In the last ten years, the production for unconventional, shale, plays is becoming increasingly important. During the development phase, multiple wells are drilled in a single section and the production from adjacent wells can vary significantly. Based on this observation, there is a notion in the oil and gas industry that horizontal wells drilled in shale plays appear to be random in nature; i.e., the production from adjacent wells show no apparent correlation. This lack of correlation is attributed to the variability of the hydraulic fractures, ignoring the underlying geology. The current SPEE (Society of Petroleum Engineering Evaluation Engineers) monograph (SPEE, 2011) on reserve estimation implicitly assumes the performance of adjacent wells to be randomly correlated.

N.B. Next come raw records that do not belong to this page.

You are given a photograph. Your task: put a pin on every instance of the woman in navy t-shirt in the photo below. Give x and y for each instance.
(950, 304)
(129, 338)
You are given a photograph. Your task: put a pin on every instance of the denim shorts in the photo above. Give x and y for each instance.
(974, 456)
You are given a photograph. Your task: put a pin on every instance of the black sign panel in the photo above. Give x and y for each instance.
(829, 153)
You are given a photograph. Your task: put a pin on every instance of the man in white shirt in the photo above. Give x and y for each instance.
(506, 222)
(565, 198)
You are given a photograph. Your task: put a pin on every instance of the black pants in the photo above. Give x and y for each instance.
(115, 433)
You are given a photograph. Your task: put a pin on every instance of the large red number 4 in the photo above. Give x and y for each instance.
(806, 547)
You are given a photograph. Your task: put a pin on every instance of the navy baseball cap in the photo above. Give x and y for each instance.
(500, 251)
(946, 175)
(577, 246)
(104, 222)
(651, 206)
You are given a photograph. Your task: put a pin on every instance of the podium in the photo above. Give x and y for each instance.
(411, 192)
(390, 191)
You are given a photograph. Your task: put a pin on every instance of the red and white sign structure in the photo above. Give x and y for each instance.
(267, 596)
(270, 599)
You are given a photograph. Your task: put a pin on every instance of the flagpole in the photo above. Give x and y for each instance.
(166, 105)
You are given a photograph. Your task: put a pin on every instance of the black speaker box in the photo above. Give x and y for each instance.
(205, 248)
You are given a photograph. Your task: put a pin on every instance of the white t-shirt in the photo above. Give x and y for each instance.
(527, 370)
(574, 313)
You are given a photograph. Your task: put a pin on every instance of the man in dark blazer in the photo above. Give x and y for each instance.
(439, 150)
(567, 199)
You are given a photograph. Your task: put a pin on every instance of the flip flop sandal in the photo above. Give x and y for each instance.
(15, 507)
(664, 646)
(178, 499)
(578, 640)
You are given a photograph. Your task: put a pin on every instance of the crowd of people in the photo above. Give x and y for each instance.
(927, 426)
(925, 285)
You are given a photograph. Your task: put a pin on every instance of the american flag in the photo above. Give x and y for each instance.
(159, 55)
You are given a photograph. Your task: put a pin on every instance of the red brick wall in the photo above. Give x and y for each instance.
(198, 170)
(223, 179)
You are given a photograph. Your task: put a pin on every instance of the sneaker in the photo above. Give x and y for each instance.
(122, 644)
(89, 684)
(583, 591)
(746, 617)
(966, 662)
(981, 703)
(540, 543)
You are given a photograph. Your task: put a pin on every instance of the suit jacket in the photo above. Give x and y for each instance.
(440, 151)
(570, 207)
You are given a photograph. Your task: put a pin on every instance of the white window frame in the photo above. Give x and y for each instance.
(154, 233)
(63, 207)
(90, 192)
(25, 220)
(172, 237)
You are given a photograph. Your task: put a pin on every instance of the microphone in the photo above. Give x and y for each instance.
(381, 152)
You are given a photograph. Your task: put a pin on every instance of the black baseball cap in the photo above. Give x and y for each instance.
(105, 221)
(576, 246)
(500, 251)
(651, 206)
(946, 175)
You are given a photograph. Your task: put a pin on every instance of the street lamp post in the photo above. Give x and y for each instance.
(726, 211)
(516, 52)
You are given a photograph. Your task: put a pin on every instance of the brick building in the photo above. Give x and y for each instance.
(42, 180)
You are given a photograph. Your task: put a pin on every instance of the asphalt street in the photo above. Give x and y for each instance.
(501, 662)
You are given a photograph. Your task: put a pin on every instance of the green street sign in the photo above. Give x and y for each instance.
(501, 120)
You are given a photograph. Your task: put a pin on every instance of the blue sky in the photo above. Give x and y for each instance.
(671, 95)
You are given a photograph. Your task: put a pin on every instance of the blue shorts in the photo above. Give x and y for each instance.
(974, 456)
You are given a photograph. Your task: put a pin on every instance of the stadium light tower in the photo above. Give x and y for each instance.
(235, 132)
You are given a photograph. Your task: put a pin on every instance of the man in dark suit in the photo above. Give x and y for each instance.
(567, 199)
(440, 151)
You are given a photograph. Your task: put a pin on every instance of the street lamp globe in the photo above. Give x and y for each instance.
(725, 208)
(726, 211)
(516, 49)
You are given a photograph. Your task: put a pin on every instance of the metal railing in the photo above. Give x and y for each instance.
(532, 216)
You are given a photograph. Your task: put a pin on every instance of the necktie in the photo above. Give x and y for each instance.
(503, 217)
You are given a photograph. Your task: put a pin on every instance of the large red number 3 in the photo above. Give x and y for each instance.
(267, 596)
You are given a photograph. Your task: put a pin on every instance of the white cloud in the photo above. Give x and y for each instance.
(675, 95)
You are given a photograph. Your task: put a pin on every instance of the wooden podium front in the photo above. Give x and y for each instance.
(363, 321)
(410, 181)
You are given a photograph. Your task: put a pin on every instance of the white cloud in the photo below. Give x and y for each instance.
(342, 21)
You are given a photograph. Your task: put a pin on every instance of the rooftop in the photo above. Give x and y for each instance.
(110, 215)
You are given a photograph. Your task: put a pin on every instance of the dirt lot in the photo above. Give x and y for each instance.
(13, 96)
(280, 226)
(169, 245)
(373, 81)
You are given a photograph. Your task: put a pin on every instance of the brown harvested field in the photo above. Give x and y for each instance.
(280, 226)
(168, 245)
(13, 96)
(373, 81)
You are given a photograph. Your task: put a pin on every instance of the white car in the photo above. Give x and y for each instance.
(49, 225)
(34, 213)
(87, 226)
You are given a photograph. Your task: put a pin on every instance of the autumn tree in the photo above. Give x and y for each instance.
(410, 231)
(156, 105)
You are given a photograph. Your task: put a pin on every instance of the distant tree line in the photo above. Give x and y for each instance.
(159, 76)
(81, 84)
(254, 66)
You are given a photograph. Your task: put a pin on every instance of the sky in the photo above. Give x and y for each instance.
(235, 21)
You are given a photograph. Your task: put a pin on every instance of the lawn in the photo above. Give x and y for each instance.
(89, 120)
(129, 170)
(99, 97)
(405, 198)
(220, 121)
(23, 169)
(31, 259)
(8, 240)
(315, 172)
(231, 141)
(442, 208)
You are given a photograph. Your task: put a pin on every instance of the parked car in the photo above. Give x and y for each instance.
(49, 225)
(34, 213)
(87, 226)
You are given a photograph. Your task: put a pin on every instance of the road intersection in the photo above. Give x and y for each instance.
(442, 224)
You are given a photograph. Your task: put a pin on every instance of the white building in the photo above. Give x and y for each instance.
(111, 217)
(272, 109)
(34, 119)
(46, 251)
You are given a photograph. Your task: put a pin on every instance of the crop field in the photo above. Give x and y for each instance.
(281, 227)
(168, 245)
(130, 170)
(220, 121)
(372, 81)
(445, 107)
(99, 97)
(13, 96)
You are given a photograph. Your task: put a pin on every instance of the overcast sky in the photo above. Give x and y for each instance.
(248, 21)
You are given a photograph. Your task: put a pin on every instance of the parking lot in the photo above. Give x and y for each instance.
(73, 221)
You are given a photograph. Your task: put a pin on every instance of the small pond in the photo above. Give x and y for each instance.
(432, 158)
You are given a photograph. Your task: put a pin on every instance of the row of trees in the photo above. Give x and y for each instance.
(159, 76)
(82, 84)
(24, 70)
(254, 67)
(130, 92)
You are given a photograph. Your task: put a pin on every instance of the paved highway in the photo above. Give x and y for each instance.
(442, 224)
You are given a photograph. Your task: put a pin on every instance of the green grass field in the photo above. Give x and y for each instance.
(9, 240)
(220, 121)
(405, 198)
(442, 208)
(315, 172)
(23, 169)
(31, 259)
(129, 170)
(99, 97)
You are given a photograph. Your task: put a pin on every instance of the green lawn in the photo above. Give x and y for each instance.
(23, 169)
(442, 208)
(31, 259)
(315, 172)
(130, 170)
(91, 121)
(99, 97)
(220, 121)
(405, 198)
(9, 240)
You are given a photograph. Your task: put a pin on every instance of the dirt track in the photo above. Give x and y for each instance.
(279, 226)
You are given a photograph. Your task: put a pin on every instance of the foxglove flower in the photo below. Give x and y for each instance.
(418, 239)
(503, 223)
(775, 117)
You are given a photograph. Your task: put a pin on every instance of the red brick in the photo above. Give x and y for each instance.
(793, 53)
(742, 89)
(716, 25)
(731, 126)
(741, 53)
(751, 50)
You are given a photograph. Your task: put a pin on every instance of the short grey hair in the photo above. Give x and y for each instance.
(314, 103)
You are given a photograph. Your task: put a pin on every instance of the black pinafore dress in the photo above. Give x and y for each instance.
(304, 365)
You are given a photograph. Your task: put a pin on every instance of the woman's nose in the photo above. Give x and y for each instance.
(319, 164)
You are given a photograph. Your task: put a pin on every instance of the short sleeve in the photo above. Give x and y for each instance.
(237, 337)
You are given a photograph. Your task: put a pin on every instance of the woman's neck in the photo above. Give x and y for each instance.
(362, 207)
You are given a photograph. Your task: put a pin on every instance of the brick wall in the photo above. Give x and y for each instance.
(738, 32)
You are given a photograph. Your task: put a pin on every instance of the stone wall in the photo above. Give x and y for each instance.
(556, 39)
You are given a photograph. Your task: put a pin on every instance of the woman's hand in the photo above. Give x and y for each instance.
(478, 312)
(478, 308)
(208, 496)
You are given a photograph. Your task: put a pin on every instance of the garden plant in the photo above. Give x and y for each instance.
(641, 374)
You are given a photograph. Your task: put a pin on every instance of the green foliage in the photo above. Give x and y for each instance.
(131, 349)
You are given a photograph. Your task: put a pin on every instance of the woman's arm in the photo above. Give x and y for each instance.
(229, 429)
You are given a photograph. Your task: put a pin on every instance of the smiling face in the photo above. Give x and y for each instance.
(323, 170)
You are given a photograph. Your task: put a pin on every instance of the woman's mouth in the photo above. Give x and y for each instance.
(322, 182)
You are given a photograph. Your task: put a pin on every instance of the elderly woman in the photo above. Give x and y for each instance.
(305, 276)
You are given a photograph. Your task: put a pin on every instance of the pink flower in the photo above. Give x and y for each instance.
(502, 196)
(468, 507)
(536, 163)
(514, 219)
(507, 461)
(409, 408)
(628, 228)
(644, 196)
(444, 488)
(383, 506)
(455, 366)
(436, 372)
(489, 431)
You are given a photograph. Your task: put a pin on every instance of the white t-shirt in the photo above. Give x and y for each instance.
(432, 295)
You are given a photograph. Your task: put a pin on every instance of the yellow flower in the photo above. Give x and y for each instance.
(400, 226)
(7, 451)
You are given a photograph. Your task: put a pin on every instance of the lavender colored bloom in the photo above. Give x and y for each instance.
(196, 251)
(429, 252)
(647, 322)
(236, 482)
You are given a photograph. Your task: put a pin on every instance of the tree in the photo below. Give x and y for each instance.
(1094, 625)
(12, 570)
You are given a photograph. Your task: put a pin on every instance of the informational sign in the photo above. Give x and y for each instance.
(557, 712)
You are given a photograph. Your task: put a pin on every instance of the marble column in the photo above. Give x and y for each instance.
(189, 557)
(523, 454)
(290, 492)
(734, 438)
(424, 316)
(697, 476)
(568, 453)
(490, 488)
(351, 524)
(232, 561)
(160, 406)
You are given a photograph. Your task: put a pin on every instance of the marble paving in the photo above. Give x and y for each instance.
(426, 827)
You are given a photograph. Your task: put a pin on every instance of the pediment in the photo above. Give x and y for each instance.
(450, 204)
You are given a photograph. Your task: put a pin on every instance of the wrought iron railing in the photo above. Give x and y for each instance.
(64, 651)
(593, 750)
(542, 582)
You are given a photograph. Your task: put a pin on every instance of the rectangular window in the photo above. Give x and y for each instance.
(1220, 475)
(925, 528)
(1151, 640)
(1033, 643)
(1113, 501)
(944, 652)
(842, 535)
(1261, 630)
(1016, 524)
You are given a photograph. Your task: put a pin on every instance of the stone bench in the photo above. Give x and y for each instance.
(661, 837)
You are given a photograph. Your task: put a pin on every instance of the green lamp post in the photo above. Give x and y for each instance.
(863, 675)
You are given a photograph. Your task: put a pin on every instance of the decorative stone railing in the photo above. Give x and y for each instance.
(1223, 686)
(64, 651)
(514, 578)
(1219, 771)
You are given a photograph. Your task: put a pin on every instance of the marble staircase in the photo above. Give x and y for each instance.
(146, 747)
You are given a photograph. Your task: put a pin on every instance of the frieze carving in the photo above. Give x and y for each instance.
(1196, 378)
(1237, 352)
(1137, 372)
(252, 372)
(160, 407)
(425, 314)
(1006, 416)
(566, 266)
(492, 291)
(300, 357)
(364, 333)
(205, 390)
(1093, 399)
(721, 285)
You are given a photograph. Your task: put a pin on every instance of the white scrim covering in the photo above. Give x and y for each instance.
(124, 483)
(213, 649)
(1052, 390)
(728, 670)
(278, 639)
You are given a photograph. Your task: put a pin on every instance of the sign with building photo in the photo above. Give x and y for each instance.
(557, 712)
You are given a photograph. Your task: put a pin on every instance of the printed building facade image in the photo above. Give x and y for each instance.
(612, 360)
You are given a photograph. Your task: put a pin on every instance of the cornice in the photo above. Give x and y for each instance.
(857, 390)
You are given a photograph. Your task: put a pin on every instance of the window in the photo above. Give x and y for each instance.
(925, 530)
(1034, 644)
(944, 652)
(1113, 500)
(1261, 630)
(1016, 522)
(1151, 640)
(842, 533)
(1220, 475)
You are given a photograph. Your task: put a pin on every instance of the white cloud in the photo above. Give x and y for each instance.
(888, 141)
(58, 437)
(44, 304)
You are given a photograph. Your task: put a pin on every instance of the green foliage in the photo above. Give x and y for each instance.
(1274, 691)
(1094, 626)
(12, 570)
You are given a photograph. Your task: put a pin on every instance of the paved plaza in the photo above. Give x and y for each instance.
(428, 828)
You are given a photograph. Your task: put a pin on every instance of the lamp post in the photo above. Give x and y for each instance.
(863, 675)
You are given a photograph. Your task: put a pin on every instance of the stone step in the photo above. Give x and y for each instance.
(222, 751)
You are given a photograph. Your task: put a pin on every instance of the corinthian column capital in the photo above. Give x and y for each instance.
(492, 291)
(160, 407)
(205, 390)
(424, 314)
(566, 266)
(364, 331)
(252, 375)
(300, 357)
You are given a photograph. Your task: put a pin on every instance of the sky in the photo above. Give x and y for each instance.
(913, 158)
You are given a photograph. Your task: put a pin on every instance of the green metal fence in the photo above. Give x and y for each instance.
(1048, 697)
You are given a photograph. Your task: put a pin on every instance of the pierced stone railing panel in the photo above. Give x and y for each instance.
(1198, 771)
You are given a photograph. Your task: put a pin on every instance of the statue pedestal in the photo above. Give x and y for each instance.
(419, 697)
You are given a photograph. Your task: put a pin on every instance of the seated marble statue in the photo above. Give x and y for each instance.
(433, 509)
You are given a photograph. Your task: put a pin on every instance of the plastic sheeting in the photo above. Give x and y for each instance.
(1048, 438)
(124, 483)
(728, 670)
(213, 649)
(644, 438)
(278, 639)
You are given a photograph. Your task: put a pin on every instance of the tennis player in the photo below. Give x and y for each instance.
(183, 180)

This study questions the SPEE approach and provides an alternative methodology for evaluating reserves from unconventional formations. We perform a case study on the Eagle Ford shale formation in south and central Texas and the issue of the underlying geological continuity is addressed by properly accounting for the scale. The key difference between vertical and horizontal wells is that vertical wells’ performance can be closely tied to the core and log data collected at the well location as the productivity of the well can be correlated to the information at the well. Horizontal wells differ significantly from vertical wells since the log data collected from the vertical portion of the well and the production obtained from the horizontal wells come from different parts of the reservoir. The only way we can correlate the log response data to the horizontal well production data is by scaling the data appropriately which is done by averaging the production data around the horizontal well location. Thus, this recalibrated production data represents the productivity around that region. Geostatistics provides the necessary tools to properly scale the initial potential from the horizontal wells. In addition to scaling the production data, we also scale the well log data and compare the scaled well log data to production data. The correlation between the two clearly illustrates that there is an underlying relationship between the log data collected and the potential of the wells. Using this developed relationship, it is demonstrated that geology matters in high grading the well locations in shale plays. The uncertainty about the performance of the horizontal wells can be significantly reduced by using the well log information that will help interpret the well performance at each un-drilled location. Future predictions of well performance made using this model indicates that the method is successful in correctly predicting the performance of future wells. Although the methodology is only applied to Eagle Ford data, it can be easily adapted to other shale plays.